De acordo com a posição do referido doutrinador, em momento algum o Código afirma expressamente que a tutela de evidência poderá se estabilizar. A menção que o Código faz é acerca da tutela de urgência antecipada do artigo 303.

Insta salientar que existem requisitos mínimos para que haja a concessão da tutela de provisória de evidências, que independem da demonstração do periculum in mora (risco ao resultado, - útil aos processos ou perigo de demora) tornando-se apenas necessário comprovar e evidência do direito alegado. O parágrafo único do dispositivo supramencionado discorre que as hipóteses dos incisos II e III, o juiz terá autonomia de decidir liminarmente (DE SOUZA. 45).

Outrossim, como todo bônus possui um ônus, o legislador preocupou-se em aumentar o grau de verossimilhança da alegação na tutela de evidência. Como fator determinante para justificar o afastamento da averiguação/comprovação do perigo de demora, no entanto, não obstante de se pedir tutela de evidência para um caso em que também se observa o periculum in mora. Desta forma, em algumas circunstâncias, observa-se a possibilidade de escolher entre o pedido de concessão de tutela de evidência ou tutela de urgência, quando um determinando direito preencher todos os requisitos para a concessão de ambas. Tal posicionamento justifica-se devido ao fato das duas espécies de tutela serem uma subclassificação da tutela provisória.
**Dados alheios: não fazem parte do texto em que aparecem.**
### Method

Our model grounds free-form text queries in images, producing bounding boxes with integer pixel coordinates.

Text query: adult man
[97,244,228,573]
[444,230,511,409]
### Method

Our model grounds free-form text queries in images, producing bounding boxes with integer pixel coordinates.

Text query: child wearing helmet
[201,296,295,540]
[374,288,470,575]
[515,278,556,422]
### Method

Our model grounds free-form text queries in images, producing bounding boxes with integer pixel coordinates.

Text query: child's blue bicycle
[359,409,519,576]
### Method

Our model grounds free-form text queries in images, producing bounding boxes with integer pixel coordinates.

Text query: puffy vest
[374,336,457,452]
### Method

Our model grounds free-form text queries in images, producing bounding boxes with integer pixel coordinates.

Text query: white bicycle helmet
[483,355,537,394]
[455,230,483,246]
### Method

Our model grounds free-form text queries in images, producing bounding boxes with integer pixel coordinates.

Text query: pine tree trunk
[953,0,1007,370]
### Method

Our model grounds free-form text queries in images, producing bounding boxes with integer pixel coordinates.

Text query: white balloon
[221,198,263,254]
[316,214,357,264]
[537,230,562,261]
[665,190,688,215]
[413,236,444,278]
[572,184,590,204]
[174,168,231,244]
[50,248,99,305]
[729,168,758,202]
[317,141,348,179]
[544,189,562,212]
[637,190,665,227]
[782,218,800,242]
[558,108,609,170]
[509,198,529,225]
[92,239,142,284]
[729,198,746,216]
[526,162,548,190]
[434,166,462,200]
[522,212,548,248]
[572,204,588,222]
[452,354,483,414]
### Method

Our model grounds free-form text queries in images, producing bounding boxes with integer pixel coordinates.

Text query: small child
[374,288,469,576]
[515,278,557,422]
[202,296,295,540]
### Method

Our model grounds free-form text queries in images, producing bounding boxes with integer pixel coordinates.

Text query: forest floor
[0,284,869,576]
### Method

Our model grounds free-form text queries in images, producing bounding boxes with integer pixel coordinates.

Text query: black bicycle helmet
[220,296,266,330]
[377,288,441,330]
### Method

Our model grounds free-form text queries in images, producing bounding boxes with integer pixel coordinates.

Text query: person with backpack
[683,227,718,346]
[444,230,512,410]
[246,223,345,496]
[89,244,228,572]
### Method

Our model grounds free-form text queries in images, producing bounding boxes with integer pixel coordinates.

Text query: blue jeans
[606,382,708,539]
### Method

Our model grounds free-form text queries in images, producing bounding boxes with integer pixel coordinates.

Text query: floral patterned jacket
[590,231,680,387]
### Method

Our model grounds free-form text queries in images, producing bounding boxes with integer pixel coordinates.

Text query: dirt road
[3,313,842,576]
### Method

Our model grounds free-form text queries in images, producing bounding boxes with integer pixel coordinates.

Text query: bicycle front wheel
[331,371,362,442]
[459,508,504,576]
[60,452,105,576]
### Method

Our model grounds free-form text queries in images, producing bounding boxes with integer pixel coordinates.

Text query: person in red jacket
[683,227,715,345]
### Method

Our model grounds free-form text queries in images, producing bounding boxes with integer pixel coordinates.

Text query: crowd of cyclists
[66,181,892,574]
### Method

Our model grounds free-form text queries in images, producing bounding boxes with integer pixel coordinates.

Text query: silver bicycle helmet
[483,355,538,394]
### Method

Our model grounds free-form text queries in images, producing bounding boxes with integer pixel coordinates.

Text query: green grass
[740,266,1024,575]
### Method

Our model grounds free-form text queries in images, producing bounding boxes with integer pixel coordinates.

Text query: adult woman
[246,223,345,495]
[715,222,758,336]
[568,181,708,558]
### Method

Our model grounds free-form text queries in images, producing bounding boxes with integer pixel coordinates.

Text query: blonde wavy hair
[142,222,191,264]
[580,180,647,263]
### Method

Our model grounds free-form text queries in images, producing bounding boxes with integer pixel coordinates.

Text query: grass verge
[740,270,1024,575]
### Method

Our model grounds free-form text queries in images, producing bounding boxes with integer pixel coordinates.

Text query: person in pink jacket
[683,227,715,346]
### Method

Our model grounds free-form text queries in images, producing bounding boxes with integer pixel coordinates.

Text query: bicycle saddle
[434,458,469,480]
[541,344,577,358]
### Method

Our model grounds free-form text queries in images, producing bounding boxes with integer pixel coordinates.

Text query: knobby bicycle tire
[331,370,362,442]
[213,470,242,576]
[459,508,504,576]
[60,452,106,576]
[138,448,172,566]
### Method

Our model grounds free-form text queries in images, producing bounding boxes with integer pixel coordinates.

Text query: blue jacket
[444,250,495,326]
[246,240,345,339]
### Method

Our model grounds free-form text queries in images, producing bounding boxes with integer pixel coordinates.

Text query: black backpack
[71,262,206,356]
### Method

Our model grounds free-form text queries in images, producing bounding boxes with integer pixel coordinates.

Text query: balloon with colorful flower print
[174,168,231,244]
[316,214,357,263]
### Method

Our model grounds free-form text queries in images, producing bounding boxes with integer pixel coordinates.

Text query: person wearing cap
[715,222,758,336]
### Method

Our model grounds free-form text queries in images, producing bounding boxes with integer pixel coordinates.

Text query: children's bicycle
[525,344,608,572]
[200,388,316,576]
1.2 Forma e momento Processual do Pedido

Como dito anteriormente, a tutela de evidência difere-se da tutela de urgência que podem ser pedidas de forma antecedente, ou seja, antes do ajuizamento da ação, ou incidental, o Código estabelece que a Tutela de Evidência deve ser requirida somente na petição inicial ou durante o curso do processo.,

De acordo com a sistemática do Código, existe a possibilidade de requisição do pedido de Tutela Provisória, seja ela antecipada ou cautelar de forma antecedente, baseada no artigo 294 parágrafo único.

No entanto, existe discussão doutrinaria acerca da possibilidade da concessão de Tutela de Evidência de modo autônomo, ou seja, antecedente, mesmo não existindo previsão expressa legalmente no Código de Processo Civil. Trata-se portanto de uma questão bastante polemica, mediante ao imediatismo do instituto, não tendo ainda tido tempo hábil para avaliação das consequências de sua aplicação na prática.

Somente as hipóteses de tutela de evidências elencadas no inciso I e IV do artigo 311 consideradas incompatíveis com a possibilidade de concessão em caráter antecedente ou seja antes da realização da ação principal, visto que a concessão de ambas pode ocorrer somente após o exercício do contraditório pelo réu, um momento no qual é possível observar a ocorrência de má fé processual , abuso do direito de defesa , bem como a apresentação de provas aptas a descredibilizar aquelas apresentadas pelo autor anteriormente (BODART, 2015).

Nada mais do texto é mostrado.